2. The prototype creates conviction. There is a psychological transformation that happens when you hold your idea. Doubt is the default state of the builder. The prototype interrupts that cycle. You stop arguing with yourself about whether something is possible and start working on how to make it better. The Vandal Pop can didn’t eliminate the challenges ahead — permits, co-packers, retail buyers, distribution. But it changed the feeling in my chest when I thought about those challenges. It shifted from what if this doesn’t work to let’s figure out the next steps.

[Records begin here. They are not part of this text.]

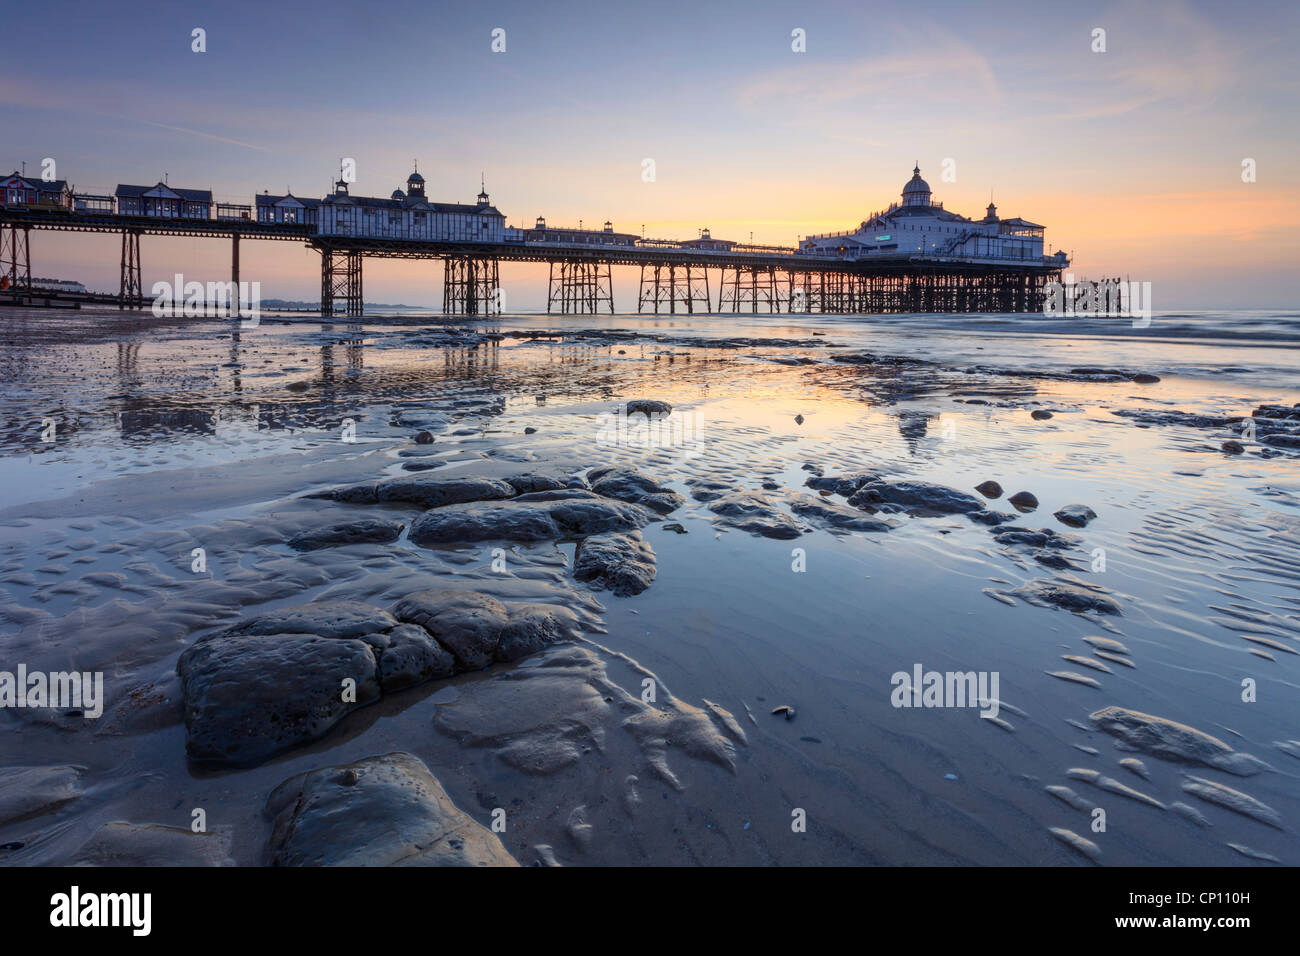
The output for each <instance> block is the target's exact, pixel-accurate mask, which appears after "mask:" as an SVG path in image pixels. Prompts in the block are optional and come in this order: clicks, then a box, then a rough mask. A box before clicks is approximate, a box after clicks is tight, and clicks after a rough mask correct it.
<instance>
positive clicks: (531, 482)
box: [506, 475, 567, 494]
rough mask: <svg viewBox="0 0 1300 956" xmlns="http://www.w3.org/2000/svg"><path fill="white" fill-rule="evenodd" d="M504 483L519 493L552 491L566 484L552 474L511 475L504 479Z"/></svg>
mask: <svg viewBox="0 0 1300 956" xmlns="http://www.w3.org/2000/svg"><path fill="white" fill-rule="evenodd" d="M506 484H507V485H510V486H511V488H513V489H515V492H516V493H519V494H529V493H530V492H554V490H559V489H562V488H565V486H567V484H565V483H564V481H560V480H559V479H558V477H555V476H554V475H512V476H510V477H508V479H506Z"/></svg>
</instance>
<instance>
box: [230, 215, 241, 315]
mask: <svg viewBox="0 0 1300 956" xmlns="http://www.w3.org/2000/svg"><path fill="white" fill-rule="evenodd" d="M237 315H239V233H235V234H234V235H233V237H231V238H230V317H231V319H233V317H235V316H237Z"/></svg>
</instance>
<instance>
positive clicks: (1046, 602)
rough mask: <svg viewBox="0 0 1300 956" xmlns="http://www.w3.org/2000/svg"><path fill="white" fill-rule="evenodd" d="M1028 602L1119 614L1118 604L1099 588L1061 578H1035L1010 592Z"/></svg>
mask: <svg viewBox="0 0 1300 956" xmlns="http://www.w3.org/2000/svg"><path fill="white" fill-rule="evenodd" d="M1011 593H1013V594H1015V596H1018V597H1021V598H1023V600H1024V601H1028V602H1030V604H1035V605H1040V606H1044V607H1060V609H1061V610H1066V611H1074V613H1075V614H1083V613H1084V611H1096V613H1099V614H1121V610H1119V604H1118V602H1117V601H1115V600H1114V598H1112V597H1108V596H1106V594H1105V593H1102V591H1101V588H1093V587H1087V585H1083V584H1082V583H1080V584H1073V583H1069V581H1061V580H1054V579H1053V580H1048V579H1045V578H1036V579H1035V580H1032V581H1027V583H1026V584H1023V585H1022V587H1019V588H1017V589H1015V591H1013V592H1011Z"/></svg>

3. The prototype is the first pitch. Every investor, partner, retailer, or collaborator you will ever try to convince will respond to something real more than to something described. The Doggie High Chair prototype on a marble countertop is more compelling than a paragraph describing the concept. The Vandal Pop can in someone’s hand communicates the brand in three seconds — the character, the vibe, the market, the ambition — in a way that no deck page can replicate. The prototype speaks.
4. The prototype reveals what you don’t yet know. This is the most underrated function. When my daughter put the bowls next to her Doggie High Chair, she was solving a problem she discovered during the build: the dog needs somewhere to eat. That insight didn’t come from thinking about the product. It came from making it. The prototype will always teach you something the plan couldn’t.
The Physical Genesis.
I keep coming back to this phrase: the physical genesis of the idea.
Before the prototype, an idea is energy. It moves fast, it’s hard to grab, it changes shape depending on your mood. After the prototype, it’s mass. It has weight and dimension and a specific relationship with gravity. You can put it on a table. You can photograph it. You can hand it to someone and watch their face.
That transition — from energy to mass — is what the prototype represents. It is the moment an idea stops being something you imagine and becomes something you build. And everything that comes after — the company, the funding, the product line, the retail launch, the licensing deal — is downstream of that moment.
My daughter understood this, the way kids sometimes understand the most important things without needing anyone to explain it to them. She had an idea. She got some paper. She made the thing.
That’s it. That’s the whole lesson. Make the thing. Even badly. Especially badly, the first time. That’s where the magic starts.
Temil is the dad behind the daughter of Vandal Pop, a craft soda brand built around original characters and flavors designed for the next generation. He writes about brand building, creative process, and what it actually takes to build something from scratch.